Anche la popolazione di Cetara, altro splendido tassello del mosaico di borghi della “Divina Costiera”, nel
1585, accolse l’edificazione di un Convento di Frati Minori Osservanti con ardente spirito religioso. Poche
notizie sono state trasmesse a riguardo della vita comunitaria, se non quelle filtrate in seguito alle diverse
visite pastorali degli Arcivescovi, che, quando si recavano a Cetara e ad Erchie, trovavano riposo e alloggio
presso tal Convento. Il 2 luglio 1676 l’Arcivescovo Mons. Bologna visitò l’edificio francescano e fu informato
dal parroco del paese della presenza di otto frati che vivevano di elemosina, proprio sull’esempio del
serafico Francesco d’Assisi. Una scrittura del 3 marzo 1707 rende noto invece che in quell’anno si
rinvenivano nel Convento quattro Padri sacerdoti, due laici, un terziario e un Oratorio di cinquantasei
fratelli detto “Terz’Ordine” che vestivano tutti un saio nero. Uno di questi padri era responsabile
dell’istruzione dei bambini, rispettando una tipica convenzione con l’Universitas di Cetara.
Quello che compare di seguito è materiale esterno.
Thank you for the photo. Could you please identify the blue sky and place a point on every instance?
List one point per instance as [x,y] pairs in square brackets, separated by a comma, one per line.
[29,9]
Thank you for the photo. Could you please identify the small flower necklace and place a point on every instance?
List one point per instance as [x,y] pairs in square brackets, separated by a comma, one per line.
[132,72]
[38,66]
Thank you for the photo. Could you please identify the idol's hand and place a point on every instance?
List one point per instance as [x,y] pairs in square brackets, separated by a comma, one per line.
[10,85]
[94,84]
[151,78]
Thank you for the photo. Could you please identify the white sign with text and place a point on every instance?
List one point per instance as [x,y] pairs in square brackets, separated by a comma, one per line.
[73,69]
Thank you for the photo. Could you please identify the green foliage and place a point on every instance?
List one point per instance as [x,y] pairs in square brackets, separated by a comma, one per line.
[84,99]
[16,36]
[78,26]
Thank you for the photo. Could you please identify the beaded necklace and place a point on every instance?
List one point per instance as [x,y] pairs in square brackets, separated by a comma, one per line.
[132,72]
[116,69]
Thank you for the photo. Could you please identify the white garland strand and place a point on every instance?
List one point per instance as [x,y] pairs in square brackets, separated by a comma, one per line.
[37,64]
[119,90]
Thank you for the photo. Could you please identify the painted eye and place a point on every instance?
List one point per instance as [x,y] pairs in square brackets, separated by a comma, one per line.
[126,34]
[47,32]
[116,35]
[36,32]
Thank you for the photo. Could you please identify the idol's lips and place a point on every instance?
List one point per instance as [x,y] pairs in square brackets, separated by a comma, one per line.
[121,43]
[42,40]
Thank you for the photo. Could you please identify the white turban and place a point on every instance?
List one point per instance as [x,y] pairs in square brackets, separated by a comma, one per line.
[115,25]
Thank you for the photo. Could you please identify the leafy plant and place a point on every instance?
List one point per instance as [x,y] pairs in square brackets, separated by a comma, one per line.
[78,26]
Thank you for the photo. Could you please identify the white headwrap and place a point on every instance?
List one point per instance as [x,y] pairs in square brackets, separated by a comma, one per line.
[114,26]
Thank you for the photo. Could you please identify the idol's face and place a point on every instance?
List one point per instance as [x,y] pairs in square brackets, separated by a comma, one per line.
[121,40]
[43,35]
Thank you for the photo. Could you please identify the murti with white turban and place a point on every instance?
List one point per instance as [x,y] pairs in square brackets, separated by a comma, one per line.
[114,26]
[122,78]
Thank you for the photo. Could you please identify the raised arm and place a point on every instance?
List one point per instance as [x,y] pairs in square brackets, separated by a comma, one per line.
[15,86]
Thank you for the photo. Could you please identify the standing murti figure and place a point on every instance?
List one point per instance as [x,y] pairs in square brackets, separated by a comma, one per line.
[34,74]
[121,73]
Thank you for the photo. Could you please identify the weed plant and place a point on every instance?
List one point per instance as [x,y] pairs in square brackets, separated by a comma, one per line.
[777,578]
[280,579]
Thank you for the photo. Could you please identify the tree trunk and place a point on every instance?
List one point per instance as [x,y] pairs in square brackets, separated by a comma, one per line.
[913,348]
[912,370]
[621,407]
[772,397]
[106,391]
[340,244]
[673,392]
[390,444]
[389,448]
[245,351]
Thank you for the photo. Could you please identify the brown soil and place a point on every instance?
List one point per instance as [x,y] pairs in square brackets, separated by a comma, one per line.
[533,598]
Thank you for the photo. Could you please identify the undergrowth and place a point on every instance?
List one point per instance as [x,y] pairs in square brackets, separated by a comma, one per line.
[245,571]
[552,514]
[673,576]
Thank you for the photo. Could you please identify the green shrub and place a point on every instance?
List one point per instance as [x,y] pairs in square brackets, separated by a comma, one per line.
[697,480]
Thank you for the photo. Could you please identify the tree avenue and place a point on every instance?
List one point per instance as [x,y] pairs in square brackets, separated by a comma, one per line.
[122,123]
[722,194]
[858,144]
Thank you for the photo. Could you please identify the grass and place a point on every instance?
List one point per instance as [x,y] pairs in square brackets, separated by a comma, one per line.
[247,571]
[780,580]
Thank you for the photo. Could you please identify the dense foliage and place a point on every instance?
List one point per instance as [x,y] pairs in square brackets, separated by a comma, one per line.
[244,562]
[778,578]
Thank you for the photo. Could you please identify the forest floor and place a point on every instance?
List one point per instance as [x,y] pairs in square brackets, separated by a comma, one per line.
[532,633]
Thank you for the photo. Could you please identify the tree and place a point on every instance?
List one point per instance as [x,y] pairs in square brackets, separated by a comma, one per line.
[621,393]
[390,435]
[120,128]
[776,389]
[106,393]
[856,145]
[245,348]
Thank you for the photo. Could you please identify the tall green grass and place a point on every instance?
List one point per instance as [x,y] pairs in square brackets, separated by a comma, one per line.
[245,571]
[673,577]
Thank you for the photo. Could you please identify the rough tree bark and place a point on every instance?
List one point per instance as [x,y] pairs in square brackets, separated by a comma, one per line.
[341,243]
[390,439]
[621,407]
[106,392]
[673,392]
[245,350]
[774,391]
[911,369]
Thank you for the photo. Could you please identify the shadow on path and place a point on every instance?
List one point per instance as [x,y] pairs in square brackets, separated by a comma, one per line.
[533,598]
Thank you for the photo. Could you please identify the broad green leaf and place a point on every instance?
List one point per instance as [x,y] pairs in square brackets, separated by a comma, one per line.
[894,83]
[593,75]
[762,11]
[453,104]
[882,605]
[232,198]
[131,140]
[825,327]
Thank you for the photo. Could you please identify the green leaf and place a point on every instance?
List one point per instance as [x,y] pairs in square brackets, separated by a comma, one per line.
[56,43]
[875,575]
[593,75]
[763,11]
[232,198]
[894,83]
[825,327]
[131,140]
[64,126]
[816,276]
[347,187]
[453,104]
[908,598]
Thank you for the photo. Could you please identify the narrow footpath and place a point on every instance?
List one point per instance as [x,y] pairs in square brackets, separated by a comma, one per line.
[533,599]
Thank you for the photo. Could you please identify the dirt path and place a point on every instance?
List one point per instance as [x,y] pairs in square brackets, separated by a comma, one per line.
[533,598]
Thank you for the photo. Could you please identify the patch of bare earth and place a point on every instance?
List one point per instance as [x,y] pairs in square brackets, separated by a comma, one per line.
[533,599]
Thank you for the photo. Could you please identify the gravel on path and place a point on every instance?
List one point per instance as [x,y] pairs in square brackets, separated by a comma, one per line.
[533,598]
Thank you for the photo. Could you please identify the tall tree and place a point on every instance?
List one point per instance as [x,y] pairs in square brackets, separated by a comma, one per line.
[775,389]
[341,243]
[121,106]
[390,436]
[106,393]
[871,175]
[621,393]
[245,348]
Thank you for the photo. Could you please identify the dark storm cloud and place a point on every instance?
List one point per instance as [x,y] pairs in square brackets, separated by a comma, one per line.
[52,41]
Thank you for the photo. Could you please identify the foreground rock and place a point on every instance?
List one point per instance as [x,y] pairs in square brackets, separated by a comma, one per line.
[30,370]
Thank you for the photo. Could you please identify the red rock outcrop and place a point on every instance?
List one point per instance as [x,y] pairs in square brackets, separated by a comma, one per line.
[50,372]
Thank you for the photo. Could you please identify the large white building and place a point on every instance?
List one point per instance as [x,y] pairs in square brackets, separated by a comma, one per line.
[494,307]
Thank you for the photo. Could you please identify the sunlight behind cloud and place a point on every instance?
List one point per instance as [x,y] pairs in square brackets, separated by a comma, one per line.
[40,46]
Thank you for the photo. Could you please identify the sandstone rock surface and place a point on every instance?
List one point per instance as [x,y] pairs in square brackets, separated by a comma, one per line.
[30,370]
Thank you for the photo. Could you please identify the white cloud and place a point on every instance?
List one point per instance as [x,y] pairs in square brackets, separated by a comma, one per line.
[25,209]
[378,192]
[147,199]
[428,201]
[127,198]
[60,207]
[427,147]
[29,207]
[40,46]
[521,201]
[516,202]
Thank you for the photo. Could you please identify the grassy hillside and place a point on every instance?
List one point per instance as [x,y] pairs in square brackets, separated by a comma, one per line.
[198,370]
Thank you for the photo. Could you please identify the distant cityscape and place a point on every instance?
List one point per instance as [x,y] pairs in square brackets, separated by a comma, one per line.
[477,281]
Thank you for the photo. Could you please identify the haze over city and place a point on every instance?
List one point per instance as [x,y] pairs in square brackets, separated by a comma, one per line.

Durante il
periodo napoleonico, la minaccia delle Leggi Eversive aveva duramente messo in difficoltà la sopravvivenza
di questo monastero; in particolare, una circolare del 3 luglio 1811 ne preannunciava la soppressione.
L’Arcivescovo Miccù intervenne con una lettera il 6 novembre 1812 nella quale si rivolgeva all’Intendente
puntualizzando che, per il ridotto numero di sacerdoti secolari come “tralci nella vigna del Signore”, se
fosse stato soppresso il Convento, la Comunità di cetaresi sarebbe rimasta una popolazione di uomini
selvaggi, all’oscuro di sacramenti e completamente senza fede e spirito religioso, come pecore al pascolo
senza il Buon Pastore. La lettera dell’Arcivescovo indusse il Ministro a dare ordine all’Intendente della
Provincia di non prendere provvedimenti relativi al Convento degli Osservanti di Cetara e di allargare la
suddetta comunità con religiosi provenienti da altri Conventi. Dunque, la roccaforte francescana fu
risparmiata dalle leggi napoleoniche, allo stesso modo di come era avvenuto per i Monasteri dei Frati
Osservanti di Montoro e di Cava. Il 1886 fu la volta di una maggiore minaccia di soppressione, ma la Chiesa
del convento riuscì a cavarsela rimanendo aperta grazie soprattutto all’intervento dei marinai cetaresi, che
avevano sempre dimostrato una grande devozione per l’edificio, un’ammirabile devozione premiata dai
francescani che attendevano fino a tarda ora i pescatori per dare inizio tutti insieme ai sacri uffizi.